Или раньше всё завязалось, с того, как Дмитрий стал воеводой добришской дружины. Как отчаянно бился на Калке, возглавив атаку обречённых на смерть.
Тогда придётся рассказать, что сам попал сюда случайно. И время это ему чужое. А какое – своё? Там, в будущем, никого не осталось. Родители погибли, когда Димке Ярилову было немного больше, чем княжичу – сейчас.

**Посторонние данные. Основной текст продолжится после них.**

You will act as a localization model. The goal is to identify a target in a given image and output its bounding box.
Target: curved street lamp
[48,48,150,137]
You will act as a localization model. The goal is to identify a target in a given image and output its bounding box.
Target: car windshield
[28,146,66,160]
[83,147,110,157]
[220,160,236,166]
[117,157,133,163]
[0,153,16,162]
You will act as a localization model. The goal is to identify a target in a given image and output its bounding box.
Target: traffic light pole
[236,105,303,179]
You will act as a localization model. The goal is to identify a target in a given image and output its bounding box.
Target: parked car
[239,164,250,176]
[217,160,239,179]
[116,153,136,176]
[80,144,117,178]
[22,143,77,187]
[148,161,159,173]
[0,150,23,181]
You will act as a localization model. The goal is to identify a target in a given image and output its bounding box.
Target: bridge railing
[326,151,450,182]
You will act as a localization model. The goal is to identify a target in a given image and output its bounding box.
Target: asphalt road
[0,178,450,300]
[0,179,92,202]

И выживать пришлось, как зверю степному, гонимому. На которого охоту устроили. То бежать, то огрызаться. Особо задуматься некогда было. Мотало, как тот корабль без руля и паруса – куда буря зашвырнёт, оттуда и выкарабкиваться.
А княгиня…
Сначала ведь не любовь была. Жалость к сироте, стремление защитить гонимую. Потом – уважение пришло, даже восхищение. Откуда в хрупкой девочке воля стальная, ум ясный? Поддержала его в самое трудное время. Князем настоящим стал благодаря ей: подсказывала, направляла, от ошибок уберегала, во всех делах – помощница и вдохновительница. И всё – деликатно, незаметно, чтобы мужское самолюбие не зацепить. Столько терпения, мудрости, нежности.
Князь улыбнулся. Лапушка моя, косы золотые, глаза небесные. Не храбрый воробышек, подросток неуклюжий: теперь – княгиня, хозяйка Добриша. Выступает, как лебедь белая плывёт. Головы у подданных сами склоняются в почтении. Сразу видна кровь Рюриковичей, правителей истинных, гордецов северных.
Кораблю нужна родная гавань, куда возвращаться после бурь, тяжких походов, кровавых абордажей. Борта от наросших ракушек почистить, такелаж обтянуть, сломанные ураганом мачты заменить. И – снова в путь, в стихию переменчивую, то тихую, то штормовую. Пробиваться сквозь тьму, карабкаться на волну, до неба громоздящуюся. И мечтать в том море о возвращении домой.
А дома – о море.
Усмехнулся Дмитрий. Нет конца этому походу. Пока силы имеются, пока рука крепка и конь послушен – тянет в дорогу. А смысл у дороги один – возвращение.
Кончился лес. Лошади повеселели, чувствуя близость родной конюшни, где конец пути, ячмень золотой и вода родниковая. Солнце выглянуло, погладило пальцами-лучами шлемы и кольчуги, натёрло до блеска. Город Добриш на холме, как игрушечный: невелик да уютен. Купол каменной церкви, медью крытый, сияет, словно второе солнышко.
А у дороги – княгиня стоит, держит за руку Антошку.
Выскочил из седла. Обнял, заглянул в глаза.
– Откуда узнала о приезде, Настенька? Гонца не слал, что сегодня будем.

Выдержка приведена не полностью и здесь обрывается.